Die Autorinnen und Autoren der Studie, die im Jahr 2000 im Fachmagazin Science erschien, fühlten sich dagegen bei ihren Beobachtungen an eine Filmszene erinnert.
Erdacht von der britischen Komikertruppe Monty Python. Sie hatten ein Gen beschrieben, das in ihren Versuchsreihen Einfluss auf die Lebensdauer der Fruchtfliegen hatte. Mutanten lebten für etwa 70 Tage – beinahe doppelt so lang wie ihre Wildtyp-Artgenossen.
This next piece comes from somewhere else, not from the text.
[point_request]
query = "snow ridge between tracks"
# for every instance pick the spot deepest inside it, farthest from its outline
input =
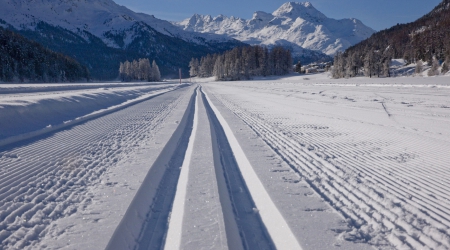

Die Forschenden nannten das Gen indy – ein Akronym, das sich zusammensetzt aus den Worten "I’m not dead yet" – "Ich bin noch nicht tot."

Drosophila-Forschung ist auch für den Menschen interessant

Andere Erkenntnisse aus der Drosophila-Forschung lassen sich auf Wirbeltiere, manche sogar auf den Menschen übertragen. Es gibt Entwicklungsprozesse, die von der Fliege bis zum Menschen gleich sind, die aber an der Fliege wesentlich einfacher erforscht werden können.
So kann man aus Wundheilungsversuchen an Fliegenlarven direkte Rückschlüsse ziehen auf dieselben Mechanismen beim Menschen – auch für die Wissenschaftlerinnen und Wissenschaftler war das eine Überraschung. Der Entwicklungsbiologe Siegfried Roth kennt ein weiteres Beispiel aus dem Labor von Christiane Nüsslein-Volhard und Eric Wieschaus, die für ihre Forschungen 1995 den Nobelpreis bekamen:
"Eine meiner Lieblingsgeschichten in dem Zusammenhang ist ein Gen, das heißt toll. Und das war eigentlich mehr so etwas, was sie nebenbei entdeckt haben, sie hatten sich damals noch nicht so richtig für diese Gruppe von Genen interessiert, aber sie haben den Phänotyp gesehen, und der war irgendwie besonders aufregend. Und in einem bestimmten Zusammenhang haben sie gesagt: Ach, das ist ja toll, nennen wir das einfach mal – Toll."
Das Gen machte Karriere.
"Später hat man gesehen, dass dieses Gen etwas mit dieser angeborenen Immunität zu tun hat bei den Fliegen. Und interessanterweise ist dieser Prozess der angeborenen Immunität sehr stark konserviert, und auch bei Säugetieren sind es die gleichen Komponenten, die bakterielle und Pilzabwehr auch bei uns vermitteln, und das sind die gleichen sogenannten Toll-Rezeptoren und diese ganze Familie, die heißen jetzt Toll-Rezeptoren beim Menschen und sind extrem wichtig."